Personal information
- Full name: Sarah Anne Mary Huchet
- Date of birth: 14 May 1994 (age 32)
- Place of birth: Léhon, France
- Height: 1.65 m (5 ft 5 in)
- Position: Midfielder

College career
- Years: Team / Apps / (Gls)
- 2013: Northwestern Ohio

Senior career*
- Years: Team / Apps / (Gls)
- 2009–2013: EA Guingamp / 41 / (0)
- 2014–2016: Issy / 36 / (7)
- 2016–2017: Dijon / 6 / (0)
- 2017–2020: Marseille / 25 / (8)
- 2020–2021: Napoli / 18 / (7)
- 2021–2023: Fiorentina / 28 / (1)
- 2023–2024: Sampdoria / 8 / (0)
- 2024: Racing Power
- 2024: Cruz Azul / 8 / (2)
- 2026: Puebla / 2 / (0)

= Sarah Huchet =

French footballer (born 1994)

Sarah Huchet (born 4 May 1994) is a French footballer who plays as a midfielder.

==Career==

On 29 July 2020, Huchet was announced at Napoli. She made her league debut against Fiorentina on 30 August 2020. Huchet scored her first league goal against Juventus on 5 December 2020, scoring in the 39th minute.
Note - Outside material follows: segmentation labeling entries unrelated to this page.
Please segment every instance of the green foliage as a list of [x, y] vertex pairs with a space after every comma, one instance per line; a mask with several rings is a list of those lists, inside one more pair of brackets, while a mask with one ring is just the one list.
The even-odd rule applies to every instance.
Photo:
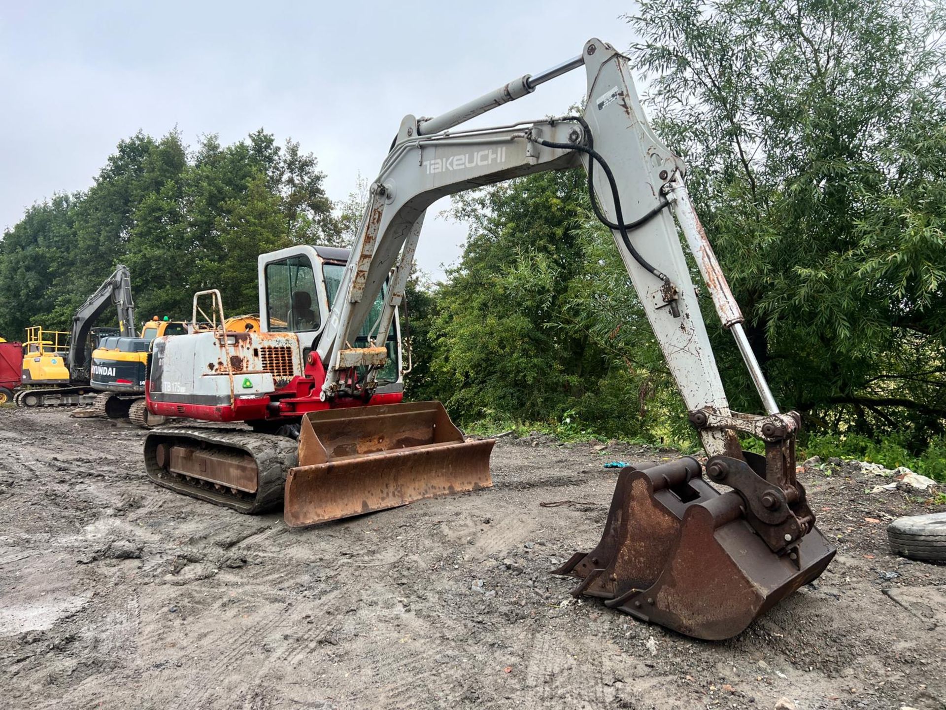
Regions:
[[[920, 466], [946, 421], [943, 8], [642, 0], [627, 19], [644, 101], [687, 160], [777, 399], [819, 451]], [[412, 394], [465, 422], [692, 446], [580, 182], [533, 176], [456, 203], [469, 239], [430, 292], [430, 367]], [[730, 404], [758, 411], [703, 302]]]
[[[262, 130], [188, 151], [173, 131], [118, 143], [85, 192], [26, 210], [0, 242], [0, 332], [72, 315], [125, 263], [139, 314], [184, 318], [194, 292], [220, 289], [229, 313], [257, 310], [256, 257], [296, 243], [338, 243], [339, 224], [311, 154]], [[106, 325], [106, 324], [100, 324]]]
[[[941, 4], [643, 0], [633, 57], [778, 399], [809, 427], [946, 415]], [[756, 406], [726, 334], [731, 403]]]
[[946, 437], [939, 435], [920, 452], [908, 448], [910, 437], [893, 434], [880, 439], [871, 439], [856, 434], [819, 435], [810, 436], [799, 449], [801, 456], [820, 456], [822, 459], [856, 459], [880, 464], [887, 469], [905, 466], [917, 473], [946, 483]]

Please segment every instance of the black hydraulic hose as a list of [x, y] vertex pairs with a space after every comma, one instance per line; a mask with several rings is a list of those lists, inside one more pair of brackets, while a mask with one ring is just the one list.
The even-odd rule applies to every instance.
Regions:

Huchet was announced at Fiorentina.

On 6 July 2024, Huchet was announced at Cruz Azul. She joined to make her mark on Mexican football like her idol, André-Pierre Gignac.

==International career==

Huchet was part of the French squad that were runner up of the 2011 UEFA Women's Under-17 Championship.

==Personal life==

Huchet has completed a study in law. She also has a M2 in sports law from Aix-Marseille University.